Purpose of the course
The Erice International Workshop on Nuclear Physics was founded by
Prof. H. Schopper in 1974. After him it was organized by Sir Denys
Wilkinson till 1983. The topics of the workshop have been chosen from
the very beginning to be young and fast expanding fields in the area of
the interphase between nuclear,
particle and astrophysics. The idea is to bring internationally highly
recognized experts in the field together with young scientists and even
PhD students. In the morning the experts give review lectures on the
newest status of a special topic, while the afternoon is mainly devoted
to seminars of the participants leaving enough time for discussions and
special topic workshops.
Motivation of the Topic
Quantum Chromo-Dynamics (QCD) is generally accepted as the fundamental
theory for the structure of hadrons and their strong interactions. The
School/Workshop on Nuclear Physics 2007 focuses on experimental and
theoretical studies of hadron properties and their interactions at
energies below a few GeV. It this energy domain, it impossible to use
perturbation theory to calculate different processes in QCD since
the running coupling constant is large ('strong QCD'). The principal
research goal is to identify the relevant degrees of freedom and to map
out the transition from a non-pertubative to a perturbative description
of the observed strong interaction phenomena. Major questions of
current interest include:
- what is the origin of mass in the sector of light quarks?
- what is the role of confinement in the dynamics of hadrons?
- what are the relevant degrees of freedom for the static
properties and decays of light hadrons?
- what does the excitation spectrum reveal about the underlying
quark-gluon degrees of freedom?
- how do the properties of hadrons evolve if one or more light
quarks are replaced by 'heavy quarks' ?
In the theoretical interpretation of the experimental data several
non-perturbative methods are applied:
- In an 'ab initio' approach one solves QCD on a discrete
space-time lattice numerically to obtain the structure of hadrons and
their mutual interaction.
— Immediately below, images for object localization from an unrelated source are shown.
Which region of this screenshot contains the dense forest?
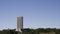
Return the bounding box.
[0,28,60,34]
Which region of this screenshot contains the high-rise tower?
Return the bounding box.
[16,16,23,33]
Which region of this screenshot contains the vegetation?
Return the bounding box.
[0,29,18,34]
[0,28,60,34]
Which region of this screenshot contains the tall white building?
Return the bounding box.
[16,16,23,33]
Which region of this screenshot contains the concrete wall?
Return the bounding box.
[16,16,23,33]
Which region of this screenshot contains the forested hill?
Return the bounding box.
[0,28,60,34]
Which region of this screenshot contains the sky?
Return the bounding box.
[0,0,60,30]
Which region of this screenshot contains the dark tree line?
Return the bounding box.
[0,29,18,34]
[0,28,60,34]
[22,28,60,34]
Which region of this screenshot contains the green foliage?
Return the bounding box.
[0,29,18,34]
[22,28,60,34]
[0,28,60,34]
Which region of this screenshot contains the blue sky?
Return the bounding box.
[0,0,60,30]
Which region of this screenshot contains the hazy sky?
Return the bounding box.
[0,0,60,30]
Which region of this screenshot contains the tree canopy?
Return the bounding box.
[0,28,60,34]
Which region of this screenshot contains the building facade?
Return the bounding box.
[16,16,23,33]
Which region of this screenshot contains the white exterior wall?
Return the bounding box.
[16,16,23,33]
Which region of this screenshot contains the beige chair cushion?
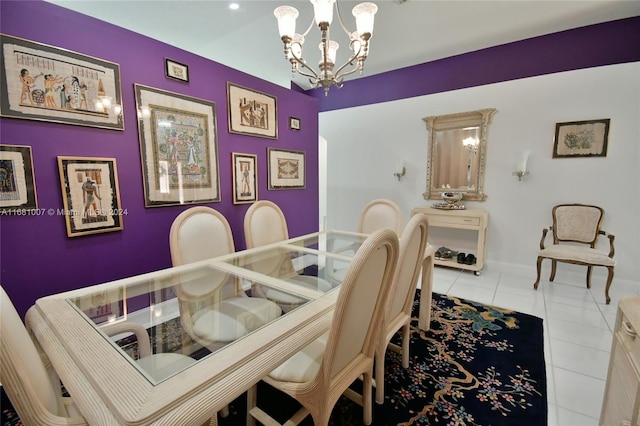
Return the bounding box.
[263,276,333,305]
[538,245,615,266]
[268,332,329,383]
[137,353,197,382]
[192,297,282,342]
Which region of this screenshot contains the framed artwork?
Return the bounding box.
[227,82,277,139]
[289,116,301,131]
[57,156,124,237]
[134,84,220,207]
[165,58,189,83]
[268,148,305,190]
[0,144,38,214]
[0,34,124,130]
[232,152,258,204]
[553,119,610,158]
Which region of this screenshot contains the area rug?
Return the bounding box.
[224,290,547,426]
[1,290,547,426]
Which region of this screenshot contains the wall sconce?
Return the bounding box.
[394,160,406,181]
[513,150,530,181]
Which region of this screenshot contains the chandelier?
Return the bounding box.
[274,0,378,95]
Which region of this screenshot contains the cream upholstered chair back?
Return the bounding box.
[244,200,289,249]
[170,206,237,301]
[358,199,404,235]
[1,286,87,425]
[553,204,604,245]
[387,213,429,325]
[324,228,399,379]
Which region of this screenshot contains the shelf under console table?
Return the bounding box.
[411,207,488,276]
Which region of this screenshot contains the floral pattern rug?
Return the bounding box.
[1,291,546,426]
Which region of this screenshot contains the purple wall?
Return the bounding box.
[0,1,319,317]
[311,16,640,111]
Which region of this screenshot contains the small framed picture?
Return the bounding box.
[553,119,610,158]
[57,156,124,237]
[165,58,189,83]
[231,152,258,204]
[289,116,301,131]
[227,82,277,139]
[268,148,305,190]
[0,144,38,214]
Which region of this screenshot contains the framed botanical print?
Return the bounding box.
[268,148,305,190]
[57,156,124,237]
[134,84,220,207]
[227,82,277,139]
[0,144,38,214]
[553,119,610,158]
[0,34,124,130]
[231,152,258,204]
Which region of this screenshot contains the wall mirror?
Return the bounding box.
[423,108,496,201]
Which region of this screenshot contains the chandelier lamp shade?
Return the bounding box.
[274,0,378,95]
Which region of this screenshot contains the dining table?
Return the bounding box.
[26,229,434,425]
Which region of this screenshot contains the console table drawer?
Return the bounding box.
[428,215,480,227]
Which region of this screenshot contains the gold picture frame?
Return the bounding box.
[0,144,38,214]
[57,156,124,237]
[268,148,305,190]
[553,119,610,158]
[227,82,277,139]
[0,34,124,130]
[135,84,220,207]
[232,152,258,204]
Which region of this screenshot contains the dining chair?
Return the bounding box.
[329,198,405,286]
[243,200,332,311]
[374,213,429,404]
[169,206,282,350]
[358,198,404,235]
[1,285,88,425]
[246,228,400,426]
[533,203,616,304]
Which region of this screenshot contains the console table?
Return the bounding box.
[411,207,488,275]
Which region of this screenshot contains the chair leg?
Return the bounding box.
[533,257,544,290]
[586,265,593,289]
[363,372,373,425]
[604,267,614,305]
[401,323,410,369]
[375,347,385,405]
[549,260,557,281]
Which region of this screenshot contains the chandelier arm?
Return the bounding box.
[288,46,321,81]
[334,59,362,82]
[301,16,315,38]
[334,1,353,37]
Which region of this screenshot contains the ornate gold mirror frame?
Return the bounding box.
[423,108,496,201]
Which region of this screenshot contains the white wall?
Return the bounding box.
[320,63,640,286]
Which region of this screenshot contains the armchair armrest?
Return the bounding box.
[100,321,151,358]
[599,230,615,258]
[539,226,552,250]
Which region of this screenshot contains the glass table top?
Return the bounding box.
[67,261,314,385]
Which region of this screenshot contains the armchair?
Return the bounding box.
[533,203,615,304]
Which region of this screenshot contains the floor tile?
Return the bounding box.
[546,301,610,330]
[552,367,605,419]
[547,318,612,352]
[550,339,610,380]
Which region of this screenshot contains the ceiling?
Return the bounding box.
[45,0,640,90]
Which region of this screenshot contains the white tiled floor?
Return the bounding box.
[422,265,639,426]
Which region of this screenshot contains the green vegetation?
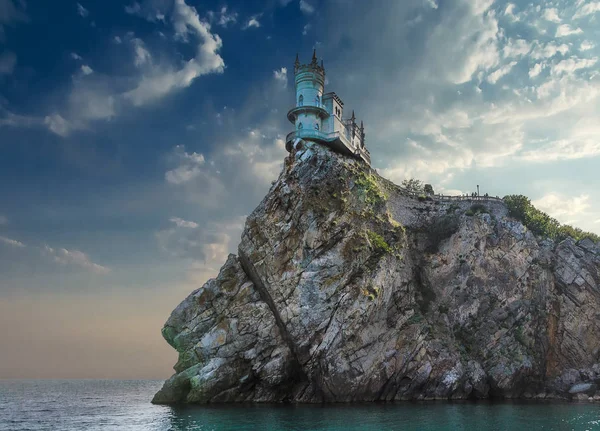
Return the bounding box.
[465,203,488,216]
[504,194,600,243]
[355,171,387,206]
[401,178,425,194]
[366,231,392,253]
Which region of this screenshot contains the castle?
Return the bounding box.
[285,51,371,165]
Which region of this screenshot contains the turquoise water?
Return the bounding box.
[1,380,600,430]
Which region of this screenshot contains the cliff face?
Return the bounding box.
[153,142,600,404]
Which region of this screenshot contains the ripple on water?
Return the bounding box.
[1,381,600,431]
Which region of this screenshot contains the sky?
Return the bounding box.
[0,0,599,379]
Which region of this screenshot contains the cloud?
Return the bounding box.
[131,38,151,67]
[532,193,591,224]
[169,217,199,228]
[70,52,83,60]
[124,0,225,106]
[486,61,517,84]
[24,0,225,137]
[44,114,73,137]
[77,3,89,17]
[299,0,315,14]
[550,57,598,77]
[0,51,16,75]
[243,16,261,29]
[165,145,206,184]
[157,218,241,263]
[302,23,311,36]
[528,63,545,78]
[425,0,438,9]
[113,36,122,44]
[555,24,583,37]
[516,116,600,164]
[580,41,595,51]
[0,235,24,248]
[502,39,531,59]
[530,42,569,60]
[124,1,166,22]
[80,65,93,75]
[208,6,237,28]
[43,245,110,274]
[542,8,561,22]
[0,215,7,225]
[573,1,600,19]
[273,67,287,87]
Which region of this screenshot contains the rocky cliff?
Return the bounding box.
[153,142,600,404]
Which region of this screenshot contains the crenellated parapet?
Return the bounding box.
[286,51,370,165]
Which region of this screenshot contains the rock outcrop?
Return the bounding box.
[153,142,600,404]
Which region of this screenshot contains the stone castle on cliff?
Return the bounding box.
[285,51,371,165]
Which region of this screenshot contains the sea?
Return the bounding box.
[1,380,600,430]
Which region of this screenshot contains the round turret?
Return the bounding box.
[287,50,329,139]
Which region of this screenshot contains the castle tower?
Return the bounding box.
[286,50,328,143]
[285,52,371,165]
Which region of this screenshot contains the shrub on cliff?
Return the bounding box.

Although much progress has been made recently
with the advent of high-performance computers in the Teraflops range, a
major computational problem is posed by the small masses for the up,
down and strange quarks. The amount of computer time scales with a
large power of the inverse quark mass and in the foreseeable future one
will not able to do calculations for small enough quark masses
approaching the 'chiral limit' of vanishing quark masses. Thus one
tries to interpolate between the results obtained on the lattice and
those obtained via chiral perturbation theory. Another difficulty is
the computation of excited mesons and baryons due the euclidian nature
of the simulations.
- Another 'controlled' method is the solution of the
truncated hierarchy of QCD Dyson-Schwinger equations in a particular
gauge. Also in this area significant progress has been made recently
for the understanding of quark- and gluon propagators in the infra-red
regime, particularly through direct comparison with the lattice QCD
results. Although these results are encouraging there is still a long
way to construct 'first principles' hadronic propagators via the
corresponding two- and three-body equations with realistic vertex
constructions.
- A third approach is based on the exact and approximate
symmetries of QCD. The global gauge invariance requires baryon- and
flavor number conservation in strong interactions. In the chiral limit
hadronic properties must be invariant under chiral transformations.
However, the chiral symmetry is spontaneously broken in the strongly
interacting vacuum that gives rise to the appearrence of the
'Goldstone' bosons. In terms of these Goldstone bosons in conjunction
with heavy baryons as static sources, one can set up a systematic
effective field theory, 'chiral perturbation theory', from which the
static properties of hadrons and their low-energy interactions can be
obtained in a gradient expansion of the pertinent fields. For this, a
large number of 'low-energy' constants have to be known, either from
experiment or from lattice simulation of QCD.
- Aside from these approaches, with direct links to QCD,
there is a variety of QCD inspired models which incorporate essential
features of such a 'constituent' quark masses, confinement mechanisms,
non-trivial topological structures and effective quark-meson couplings.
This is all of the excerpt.